Davalı ... 19.04.1994 tarihli yargılama oturumunda 5 parsel sayılı taşınmazın davacıya ait olduğundan davayı kabul ettiğini bildirmiştir.
Bir kısım davalı ... mirasçısı vekili 22.10.1997 havale tarihli dilekçesinde 313 ada 5 nolu parselin aynı ada 4 nolu parselin miktar fazlası olarak davalılar adına tespit ve tescil edildiğini, taşınmazın kadastro öncesinde davalıların zilyetliğinde olduğunun tespit bilirkişi ve muhtar beyanı ile sabit olduğunu, davacının herhangi bir hakkı bulunmadığını bildirmiş ve davanın reddine karar verilmesini savunmuştur.
Birleşen 1995/300 Esas sayılı dosya davacısı ... vekili; ... mirasçıları aleyhine olarak 313 ada 4 ve 5 parsel sayılı taşınmazların ½ payının davalı ... adına tespit ve tescil edilmiş ise de, her iki taşınmazın 16.03.1945 tarih 11 sıra sayılı tapu kaydında davacı ... adına kayıtlı olduğunu açıklayarak davalı ... mirasçıları üzerindeki ½ payın iptali ile vekil edeni adına tapuya kayıt ve tesciline karar verilmesini istemiştir.

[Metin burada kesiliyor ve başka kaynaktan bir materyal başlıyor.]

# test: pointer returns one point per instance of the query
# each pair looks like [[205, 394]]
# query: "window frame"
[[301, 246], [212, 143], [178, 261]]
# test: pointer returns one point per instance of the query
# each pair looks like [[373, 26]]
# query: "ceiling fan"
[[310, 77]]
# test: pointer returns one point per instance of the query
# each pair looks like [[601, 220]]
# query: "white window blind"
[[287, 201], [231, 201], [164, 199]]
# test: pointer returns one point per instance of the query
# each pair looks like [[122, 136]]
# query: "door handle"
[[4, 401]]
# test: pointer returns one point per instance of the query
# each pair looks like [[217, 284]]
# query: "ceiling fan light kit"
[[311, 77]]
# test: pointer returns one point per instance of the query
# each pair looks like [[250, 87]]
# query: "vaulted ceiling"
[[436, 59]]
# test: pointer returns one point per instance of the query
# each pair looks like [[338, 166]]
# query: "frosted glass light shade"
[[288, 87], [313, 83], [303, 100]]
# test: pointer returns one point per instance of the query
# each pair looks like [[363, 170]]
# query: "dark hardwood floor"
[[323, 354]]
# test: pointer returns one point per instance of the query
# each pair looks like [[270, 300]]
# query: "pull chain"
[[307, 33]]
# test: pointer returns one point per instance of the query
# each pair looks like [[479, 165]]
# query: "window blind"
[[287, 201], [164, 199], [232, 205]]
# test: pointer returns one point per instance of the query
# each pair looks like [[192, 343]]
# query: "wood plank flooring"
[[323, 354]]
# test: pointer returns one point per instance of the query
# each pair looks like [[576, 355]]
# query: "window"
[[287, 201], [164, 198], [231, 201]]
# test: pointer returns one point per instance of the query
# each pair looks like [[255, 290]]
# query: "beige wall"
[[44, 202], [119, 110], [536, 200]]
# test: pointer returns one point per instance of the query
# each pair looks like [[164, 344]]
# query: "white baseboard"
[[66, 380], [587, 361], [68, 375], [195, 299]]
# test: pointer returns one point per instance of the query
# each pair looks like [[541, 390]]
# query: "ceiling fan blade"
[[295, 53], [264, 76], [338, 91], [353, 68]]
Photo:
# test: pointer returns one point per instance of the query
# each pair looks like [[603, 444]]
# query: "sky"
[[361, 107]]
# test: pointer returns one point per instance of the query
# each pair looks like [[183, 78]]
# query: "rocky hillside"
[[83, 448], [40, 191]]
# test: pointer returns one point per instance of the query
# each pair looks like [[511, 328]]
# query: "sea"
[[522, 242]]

Mahkemece, 313 ada 5 parsel sayılı taşınmazın davalıların ibraz ettiği tapu kaydının kapsamında bulunmadığı, davacı ... ve öncesinde miras bırakanlarının zilyetliğinde bulunduğundan davanın kabulüne karar verilmesi üzerine; hüküm, davalı ... vekili ve ... tereke temsilcisi tarafından temyiz edilmiştir.
Dava, kazanmayı sağlayan eklemeli zilyetlik hukuki sebebine dayalı olarak TMK.nun 713/1, 996 ve 3402 sayılı Kadastro Kanununun 14. maddesi gereğince açılan mülkiyetin aktarılmasına ilişkin tapu iptali ve tescil davasıdır.
Mahkemece, asıl davanın kabulüne karar verilmiş ise de, yapılan araştırma ve inceleme hüküm vermeye yeterli bulunmamaktadır. Dava konusu 313 ada 5 parsel sayılı taşınmaz 26.06.1978 tarih ve 16 sıra tapu kaydının kadastroda uygulandığı 313 ada 4 parsel sayılı taşınmazın miktar fazlası olarak Hazine adına tespit edilmek üzere Komisyona sunulmuş, komisyonun 12.10.1987 tarihli kararı ile 20 yılı aşkın süredir ... ve Şerife"nin zilyetliğinde bulunduğu gerekçesi ile bu şahıslar adına tespit edilmiş, karar 14.03.1988 tarihinde kesinleşmiştir. Davacı taşınmazın 1942 yılından beri babasının zilyetliğinde olduğunu ve babasından satın aldığını iddia etmiştir. Ancak keşif mahallinde dinlenen yerel bilirkişi ve tanıklar taşınmazın 15 yıl öncesine kadar davacının babası Mithat Büyükarmutçu"nun zilyetliğinde olduğunu açıklamış olmalarına rağmen, davacının satın alma iddiasına ve taksim, bağış ve benzeri intikal şekline ilişkin beyanda bulunmamış, mahkemece miras bırakanın başka mirasçısı bulunup bulunmadığı da araştırılmamıştır.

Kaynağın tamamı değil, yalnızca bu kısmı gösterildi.